Kelowna’s construction boom, pushing past 144,000 residents spread along the benches above Okanagan Lake, puts immense pressure on engineered fill. Between the silty glacio-lacustrine deposits near downtown and the coarser outwash gravels closer to the airport, compacted lift performance varies block by block. A standard Proctor curve means nothing unless it is verified in the ground. The field density test (sand cone method) remains one of the few direct, non-nuclear options accepted by Okanagan municipalities for backfill sign-off. We pair it with Proctor tests when the reference maximum dry density is in question, and with grain size analysis when you need to confirm whether the imported fill actually meets the spec before compaction even starts. The result is a defensible QA record that stands up to City of Kelowna inspection notes and geotechnical review, without the regulatory burden of a nuclear gauge.

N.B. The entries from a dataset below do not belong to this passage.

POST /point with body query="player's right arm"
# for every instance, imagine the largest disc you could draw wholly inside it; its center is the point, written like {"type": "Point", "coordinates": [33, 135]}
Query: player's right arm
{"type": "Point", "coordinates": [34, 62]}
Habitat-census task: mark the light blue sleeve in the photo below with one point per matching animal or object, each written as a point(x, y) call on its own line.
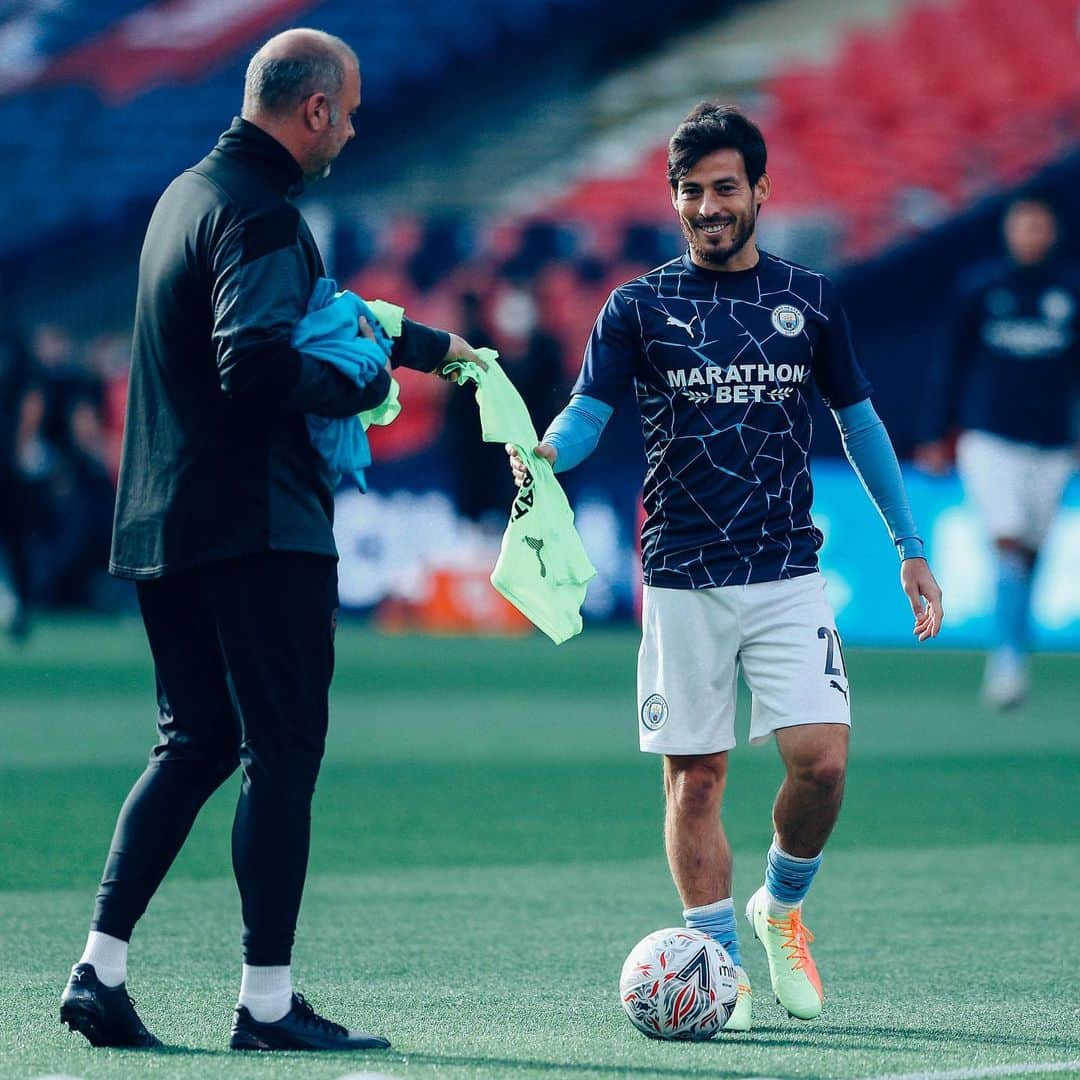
point(577, 430)
point(872, 456)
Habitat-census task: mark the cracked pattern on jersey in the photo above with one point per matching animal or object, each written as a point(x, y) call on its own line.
point(723, 387)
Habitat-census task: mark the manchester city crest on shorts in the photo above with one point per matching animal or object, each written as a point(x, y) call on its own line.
point(655, 712)
point(790, 321)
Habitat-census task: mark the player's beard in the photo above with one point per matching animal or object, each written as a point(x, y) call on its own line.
point(741, 231)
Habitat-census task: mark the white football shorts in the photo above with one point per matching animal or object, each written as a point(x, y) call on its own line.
point(693, 642)
point(1015, 487)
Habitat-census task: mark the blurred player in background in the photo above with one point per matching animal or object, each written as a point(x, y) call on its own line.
point(721, 346)
point(19, 400)
point(224, 520)
point(1010, 383)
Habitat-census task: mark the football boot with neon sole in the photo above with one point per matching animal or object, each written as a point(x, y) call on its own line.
point(104, 1014)
point(792, 970)
point(741, 1018)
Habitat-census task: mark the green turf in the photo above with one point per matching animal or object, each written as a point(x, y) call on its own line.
point(487, 849)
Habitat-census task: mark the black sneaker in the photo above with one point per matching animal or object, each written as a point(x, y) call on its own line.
point(300, 1028)
point(105, 1014)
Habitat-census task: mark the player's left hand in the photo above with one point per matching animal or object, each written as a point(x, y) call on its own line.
point(925, 595)
point(459, 349)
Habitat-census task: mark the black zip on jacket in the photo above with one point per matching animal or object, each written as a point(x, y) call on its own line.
point(216, 456)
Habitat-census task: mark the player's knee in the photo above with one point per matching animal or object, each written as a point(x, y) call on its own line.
point(825, 771)
point(697, 786)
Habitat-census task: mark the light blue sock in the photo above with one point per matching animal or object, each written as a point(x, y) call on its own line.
point(718, 921)
point(1012, 602)
point(787, 878)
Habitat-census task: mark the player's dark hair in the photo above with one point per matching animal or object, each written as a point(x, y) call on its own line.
point(710, 126)
point(1034, 197)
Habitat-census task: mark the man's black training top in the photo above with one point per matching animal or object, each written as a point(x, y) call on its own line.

Compaction is the cheapest insurance you can buy for a foundation—if you verify it with a direct method like the sand cone, not just a guess based on roller passes.
Standards that apply
ASTM D1556 – Standard Test Method for Density of Soil in Place by the Sand-Cone Method, ASTM D698 – Standard Test Methods for Laboratory Compaction (Standard Proctor), ASTM D1557 – Standard Test Methods for Laboratory Compaction (Modified Proctor), ASTM D2216 – Standard Test Methods for Laboratory Determination of Water Content, AASHTO T-191 – Density of Soil In-Place by the Sand-Cone Method, CSA A23.3 – Canadian Standards Association Concrete Structures (references to fill quality)
Common questions
How much does a sand cone field density test cost in Kelowna?
A single sand cone test with lab moisture content typically runs between CA$120 and CA$200, depending on site access and the number of tests per mobilization. Full-day QA/QC programs with multiple lifts and Proctor curves are priced on a project basis.

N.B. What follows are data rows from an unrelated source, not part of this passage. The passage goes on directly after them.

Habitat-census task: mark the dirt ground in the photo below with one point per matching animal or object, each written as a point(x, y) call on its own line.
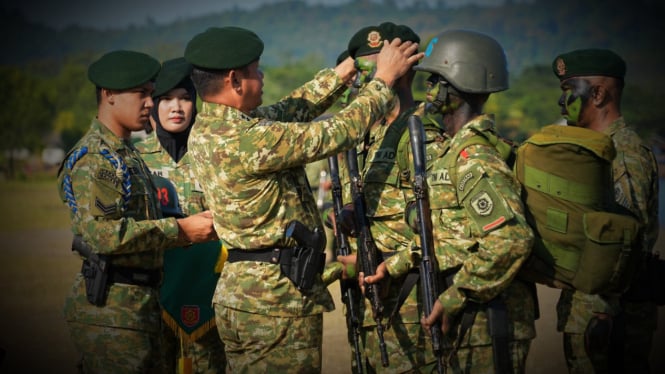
point(37, 268)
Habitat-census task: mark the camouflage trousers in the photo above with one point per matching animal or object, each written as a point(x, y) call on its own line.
point(635, 341)
point(480, 359)
point(256, 343)
point(575, 312)
point(407, 345)
point(205, 355)
point(107, 349)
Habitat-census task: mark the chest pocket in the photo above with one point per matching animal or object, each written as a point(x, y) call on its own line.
point(381, 184)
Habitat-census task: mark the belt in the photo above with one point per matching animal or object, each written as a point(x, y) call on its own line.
point(272, 255)
point(135, 276)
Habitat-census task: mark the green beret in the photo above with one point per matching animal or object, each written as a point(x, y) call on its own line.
point(366, 41)
point(342, 56)
point(221, 48)
point(173, 72)
point(122, 70)
point(401, 31)
point(587, 62)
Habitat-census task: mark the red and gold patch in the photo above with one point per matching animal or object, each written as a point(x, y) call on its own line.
point(374, 39)
point(560, 67)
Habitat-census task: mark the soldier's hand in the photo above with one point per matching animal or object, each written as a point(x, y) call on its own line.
point(349, 266)
point(395, 59)
point(380, 273)
point(196, 228)
point(437, 313)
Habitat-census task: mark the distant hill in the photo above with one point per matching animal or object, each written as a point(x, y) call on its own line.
point(531, 33)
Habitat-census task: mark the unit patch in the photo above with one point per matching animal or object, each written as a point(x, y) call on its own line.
point(482, 204)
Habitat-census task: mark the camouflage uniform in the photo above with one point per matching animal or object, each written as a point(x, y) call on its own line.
point(207, 351)
point(385, 183)
point(113, 206)
point(636, 188)
point(480, 236)
point(252, 172)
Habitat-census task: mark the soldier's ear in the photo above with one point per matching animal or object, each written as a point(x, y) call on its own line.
point(107, 95)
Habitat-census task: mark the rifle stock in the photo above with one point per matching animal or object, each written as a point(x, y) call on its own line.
point(367, 249)
point(428, 265)
point(348, 287)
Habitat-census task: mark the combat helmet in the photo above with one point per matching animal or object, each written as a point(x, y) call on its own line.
point(470, 61)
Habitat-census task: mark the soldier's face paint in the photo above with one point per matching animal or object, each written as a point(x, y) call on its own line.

How many sand cone tests do I need for a typical foundation backfill?
The City of Kelowna usually requires a minimum of one test per lift per 500 square metres of compacted area, with additional tests at cut-fill transitions or around utility penetrations. Steeper lots in areas like Dilworth Mountain often warrant a tighter spacing to catch variability.

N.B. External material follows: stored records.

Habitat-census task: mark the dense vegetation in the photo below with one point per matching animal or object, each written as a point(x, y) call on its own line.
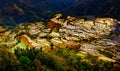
point(57, 59)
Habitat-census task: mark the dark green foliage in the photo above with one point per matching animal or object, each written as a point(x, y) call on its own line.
point(38, 60)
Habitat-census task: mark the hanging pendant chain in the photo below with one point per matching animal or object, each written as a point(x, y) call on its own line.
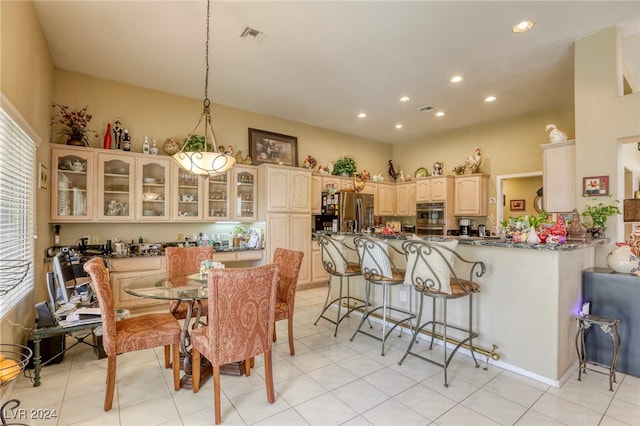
point(206, 80)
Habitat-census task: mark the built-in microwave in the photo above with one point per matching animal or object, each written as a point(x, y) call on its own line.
point(431, 219)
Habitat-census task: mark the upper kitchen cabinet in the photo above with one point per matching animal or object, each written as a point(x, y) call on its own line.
point(217, 196)
point(471, 195)
point(116, 187)
point(285, 189)
point(386, 199)
point(245, 193)
point(559, 176)
point(406, 199)
point(434, 189)
point(73, 190)
point(186, 190)
point(153, 174)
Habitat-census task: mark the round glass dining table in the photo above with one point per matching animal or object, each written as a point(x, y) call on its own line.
point(188, 289)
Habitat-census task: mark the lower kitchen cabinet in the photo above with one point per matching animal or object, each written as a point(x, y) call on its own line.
point(290, 231)
point(318, 273)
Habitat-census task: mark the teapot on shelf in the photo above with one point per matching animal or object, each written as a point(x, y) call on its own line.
point(77, 166)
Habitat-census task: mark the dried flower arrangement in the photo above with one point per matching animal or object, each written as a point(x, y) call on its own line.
point(76, 123)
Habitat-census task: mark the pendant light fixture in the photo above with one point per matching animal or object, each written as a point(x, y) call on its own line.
point(204, 160)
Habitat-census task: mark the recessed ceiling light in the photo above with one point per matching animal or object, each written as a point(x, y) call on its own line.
point(523, 27)
point(251, 34)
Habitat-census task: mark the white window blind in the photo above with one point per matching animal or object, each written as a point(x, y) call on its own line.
point(17, 210)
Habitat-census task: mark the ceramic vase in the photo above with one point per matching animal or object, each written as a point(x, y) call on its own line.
point(622, 260)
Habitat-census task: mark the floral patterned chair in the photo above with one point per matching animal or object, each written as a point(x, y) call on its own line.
point(131, 334)
point(183, 261)
point(289, 262)
point(240, 324)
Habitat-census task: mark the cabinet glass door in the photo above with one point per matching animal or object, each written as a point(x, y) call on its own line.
point(72, 185)
point(218, 197)
point(188, 206)
point(245, 193)
point(115, 188)
point(153, 178)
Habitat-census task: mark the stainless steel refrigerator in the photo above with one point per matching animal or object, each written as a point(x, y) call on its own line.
point(356, 211)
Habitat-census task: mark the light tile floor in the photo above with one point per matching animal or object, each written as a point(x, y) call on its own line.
point(330, 381)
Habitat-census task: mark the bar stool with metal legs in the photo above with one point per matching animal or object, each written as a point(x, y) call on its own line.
point(430, 270)
point(378, 269)
point(335, 260)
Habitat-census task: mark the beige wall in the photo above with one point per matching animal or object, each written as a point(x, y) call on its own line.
point(508, 147)
point(26, 81)
point(161, 115)
point(603, 119)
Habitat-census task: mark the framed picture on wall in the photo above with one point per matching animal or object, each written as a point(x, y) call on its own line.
point(595, 186)
point(274, 148)
point(516, 205)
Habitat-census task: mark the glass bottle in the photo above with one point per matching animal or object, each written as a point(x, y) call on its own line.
point(107, 137)
point(126, 140)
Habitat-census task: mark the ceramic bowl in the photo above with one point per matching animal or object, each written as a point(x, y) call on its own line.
point(150, 196)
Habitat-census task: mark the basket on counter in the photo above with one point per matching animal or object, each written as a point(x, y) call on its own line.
point(13, 360)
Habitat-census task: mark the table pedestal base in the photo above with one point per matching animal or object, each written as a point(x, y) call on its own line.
point(206, 371)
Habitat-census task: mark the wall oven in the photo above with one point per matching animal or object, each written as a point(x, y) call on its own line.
point(431, 219)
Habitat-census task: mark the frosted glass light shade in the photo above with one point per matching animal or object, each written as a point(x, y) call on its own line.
point(204, 162)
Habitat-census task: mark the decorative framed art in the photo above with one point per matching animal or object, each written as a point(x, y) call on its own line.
point(274, 148)
point(595, 186)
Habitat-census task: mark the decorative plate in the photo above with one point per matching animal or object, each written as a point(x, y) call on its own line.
point(421, 172)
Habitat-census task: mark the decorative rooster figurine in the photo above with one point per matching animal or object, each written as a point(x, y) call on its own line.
point(392, 171)
point(473, 162)
point(555, 135)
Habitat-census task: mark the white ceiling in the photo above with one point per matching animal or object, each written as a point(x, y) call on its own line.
point(322, 62)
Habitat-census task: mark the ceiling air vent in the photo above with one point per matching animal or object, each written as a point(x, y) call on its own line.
point(426, 108)
point(251, 34)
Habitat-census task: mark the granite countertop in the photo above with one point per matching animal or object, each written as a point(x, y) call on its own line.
point(487, 241)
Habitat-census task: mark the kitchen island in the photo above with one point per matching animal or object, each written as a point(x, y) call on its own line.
point(527, 305)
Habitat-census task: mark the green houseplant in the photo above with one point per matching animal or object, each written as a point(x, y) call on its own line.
point(596, 216)
point(344, 166)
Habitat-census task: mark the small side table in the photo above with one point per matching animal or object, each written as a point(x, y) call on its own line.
point(608, 326)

Can the sand cone method be used on coarse gravel or shot rock?
The sand cone method works best on materials with a maximum particle size of about 50 mm. For fills with larger cobbles or shot rock, we recommend a test fill with a nuclear gauge or a method specification approach, since the cone excavation volume becomes unrepresentative.
How long does it take to get results from a sand cone test?
The field portion takes 15–20 minutes per location. Moisture content requires oven-drying, so final percent compaction numbers are typically available within 24 hours. Same-day reporting is possible when we dry samples in a field lab set up on larger earthworks projects.